攻撃の火力が上がってきたせいで死ににくい体でもオーバーキル気味なんだからな。
まあ、当たらねえが。
「墜落はお前らのせいだからな!!」
「「ぴ〜♫」」
目をそらして口笛吹いてやがる、この野郎……後で絶対〆てやる。
「KUAAAAA!?」
来たな。
内側から木が生えてきた。
そんな状態じゃあまあ墜落するわな。
ん?
てことは?
俺も?
「わすれてたあああああああ!!!」
【嵐災】が俺を支えてたんだった、うっかりにも程があるわ!!
「ほら」
「たすけてやるにゃ」
俺の首根っこを掴んで飛んでやがるな。
「初めからそれやれよ!!」
「っ!?来るわ!!」
「避けるにゃ!!」
「うおう!?」
なんだなんだ、あとは果実回収して帰るだけだろ。
「ええ……?」
なんだこれ、デカすぎねえ?
あのままじゃ枝に打ち殺されてたぞ。
「なんだこりゃあ!?」
「反応未知数、破壊推奨よ」
「木なら切っちゃえー!!」
げ!?
気づくよなそりゃ!!
「くそ!?早く回収するぞ!!」
「分かったわ!!」
「フルスロットルにゃ!!」
果実は……あった!!
「あそこだ!!」
いやまてよ。
ここから見てあのサイズってことは?
おいおいおい、あのリンゴ人間サイズだぞ。
取れるのか?
いやそうじゃねえ。
「やるしかねえんだよ!!」
リンゴへ向かって手を伸ばす。
その時間はルシファーが稼いでくれた。
手がリンゴに触れる。
「あはっ」
声が聞こえた。
それはやかましい声。
騒々しく、荒々しく、いつも明るく快活に、
その煩さが少しばかり恋しいと思うのは俺の気の迷いだ。
「あはははははははははははははは!!!」
リンゴが内側から弾けた。
「ふっかーつ!!」
風を纏うその姿は見慣れたものではない。
黒いドレスを着ていた。
これが不覚醒状態のレンか。
まあ、変わってないな。
「あれ?雰囲気変わった?」
「お前は変わんねえよ」
「そう?あたしはあたしだからな。
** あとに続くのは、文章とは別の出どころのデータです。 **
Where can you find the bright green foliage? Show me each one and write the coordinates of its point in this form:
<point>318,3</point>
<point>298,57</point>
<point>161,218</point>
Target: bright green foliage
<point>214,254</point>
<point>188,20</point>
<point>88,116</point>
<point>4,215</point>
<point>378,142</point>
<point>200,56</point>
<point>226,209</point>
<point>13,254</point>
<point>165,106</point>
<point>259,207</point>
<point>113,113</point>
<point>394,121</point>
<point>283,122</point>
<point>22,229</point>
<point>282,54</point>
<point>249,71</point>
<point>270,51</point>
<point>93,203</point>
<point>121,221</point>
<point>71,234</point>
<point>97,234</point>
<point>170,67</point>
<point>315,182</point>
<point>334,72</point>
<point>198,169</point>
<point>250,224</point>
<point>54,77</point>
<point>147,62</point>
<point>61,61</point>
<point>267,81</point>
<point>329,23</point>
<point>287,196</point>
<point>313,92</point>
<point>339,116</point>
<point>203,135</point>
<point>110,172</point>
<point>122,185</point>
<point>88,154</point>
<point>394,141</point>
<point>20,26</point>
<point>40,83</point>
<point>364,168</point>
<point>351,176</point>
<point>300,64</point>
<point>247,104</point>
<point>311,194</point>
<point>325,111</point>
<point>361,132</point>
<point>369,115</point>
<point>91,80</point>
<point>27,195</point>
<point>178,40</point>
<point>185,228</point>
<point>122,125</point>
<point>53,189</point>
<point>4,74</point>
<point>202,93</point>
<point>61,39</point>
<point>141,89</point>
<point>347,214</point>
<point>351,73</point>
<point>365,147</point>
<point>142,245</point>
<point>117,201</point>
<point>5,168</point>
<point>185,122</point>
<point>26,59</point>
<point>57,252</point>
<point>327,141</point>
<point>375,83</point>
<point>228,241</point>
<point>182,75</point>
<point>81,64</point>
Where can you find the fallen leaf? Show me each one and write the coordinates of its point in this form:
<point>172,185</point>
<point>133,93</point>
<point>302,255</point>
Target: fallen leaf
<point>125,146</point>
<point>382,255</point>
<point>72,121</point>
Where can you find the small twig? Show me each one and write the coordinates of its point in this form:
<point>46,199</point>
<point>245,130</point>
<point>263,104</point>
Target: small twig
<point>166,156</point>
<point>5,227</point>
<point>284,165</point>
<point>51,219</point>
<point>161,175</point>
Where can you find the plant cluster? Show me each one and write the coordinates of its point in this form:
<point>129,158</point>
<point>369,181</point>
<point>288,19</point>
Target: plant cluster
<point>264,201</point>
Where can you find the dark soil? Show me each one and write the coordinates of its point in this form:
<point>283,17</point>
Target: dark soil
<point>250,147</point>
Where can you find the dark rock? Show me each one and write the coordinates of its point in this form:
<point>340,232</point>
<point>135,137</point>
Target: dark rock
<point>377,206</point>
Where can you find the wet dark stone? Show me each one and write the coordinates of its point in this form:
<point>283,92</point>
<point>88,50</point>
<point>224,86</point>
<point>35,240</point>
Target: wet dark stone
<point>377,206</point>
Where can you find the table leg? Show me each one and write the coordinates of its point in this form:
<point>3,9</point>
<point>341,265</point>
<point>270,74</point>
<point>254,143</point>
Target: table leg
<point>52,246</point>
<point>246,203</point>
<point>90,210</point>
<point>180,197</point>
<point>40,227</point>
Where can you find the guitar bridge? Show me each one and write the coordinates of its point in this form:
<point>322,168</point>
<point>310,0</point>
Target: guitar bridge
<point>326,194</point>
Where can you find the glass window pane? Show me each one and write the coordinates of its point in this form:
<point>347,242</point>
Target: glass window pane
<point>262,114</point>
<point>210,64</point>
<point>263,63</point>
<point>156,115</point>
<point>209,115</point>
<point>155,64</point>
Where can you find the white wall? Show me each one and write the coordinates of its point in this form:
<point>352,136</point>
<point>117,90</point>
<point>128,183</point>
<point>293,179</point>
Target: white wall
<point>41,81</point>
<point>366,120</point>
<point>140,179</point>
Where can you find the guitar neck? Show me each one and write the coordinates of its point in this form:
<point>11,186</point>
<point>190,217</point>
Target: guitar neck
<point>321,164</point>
それじゃあとりあえず景気付けにぶちかますぞー!!!」
「は?」
「なーんか調子良いんだよなー!!あはははははははははははは!!!」
風が逆巻く。
それは今まで見たことのない規模。
力も異質。
威力は想像もできない。
「ちょ「祝砲だーい!!」
爆発的な風は全てを置き去りにした。
俺には「覚えてろよー!!」と言いながら吹っ飛んでいくロボットだけが見えていた。
「ただいま!!」
くっついてくるこいつをこんな風にしたのは俺だ。
その事実だけを噛み締めた。
あとルシファーも「うわああああああああああ!!」って言いながら吹っ飛んでった。
ご愁傷様。
「あ、ジーボが危ないから行っていい?」
「そっちは魔王共が行ったから大丈夫だと思うが……まあいい俺も連れてってくれるか?」
「うん!」
※※※
時間は少々遡る。
崩れゆく【地災】の姿を第一魔王他一行は捉えた。
「あちゃー、まずいね。冬堂君お願い」
「仕方ねえな。おらあ!!」
コタロウの腕が虚空を掴む。
同時に【地災】の崩壊が止まった。
「じゃあ次は凛風ちゃん、アレここに持ってきてくれる?」
「なんでこんなことしなくちゃならないのよ、私はお兄ちゃんと「頼むぜ凛華」むう……分かったわ……」
灰色のドレスは一瞬だけ本物のドレスに変わりガラスの靴を顕現させる。
「一瞬の奇跡をここに」
靴が砕ける。
そして速やかに魔法が行使された。
すなわち、【地災】の転移である。
「龍二君、君の力を貸してくれるかい?」
「仕方ねえ……兄ちゃんからも頼まれてるしな」
蝋の翼がその背に生え、そして散る。
翼は飛ばすものだ、それを持つものを空へと誘うものだ。
その羽根はあらゆるものを重力の軛から解き放つ。
「一丁上がり」
【地災】は空中で浮遊した。
翼によって浮かされているのだ。
「3、2、1。来るよ。リタちゃん任せた」
刹那の後。
鬼の刀が第六魔王の刀によって止められた。
「少しばかり面倒よこの子の相手って」
「あ……あああ……ああああああああああああああああああ!!!!!」
荒々しい雄叫びとは裏腹に全く無駄のない剣舞が繰り広げられていく。
「ごめんね、僕もこっちが終わったら助太刀するから」
第一魔王の視線の先には満身創痍ながら爛々と瞳を光らせた騎士団長とビーの姿があった。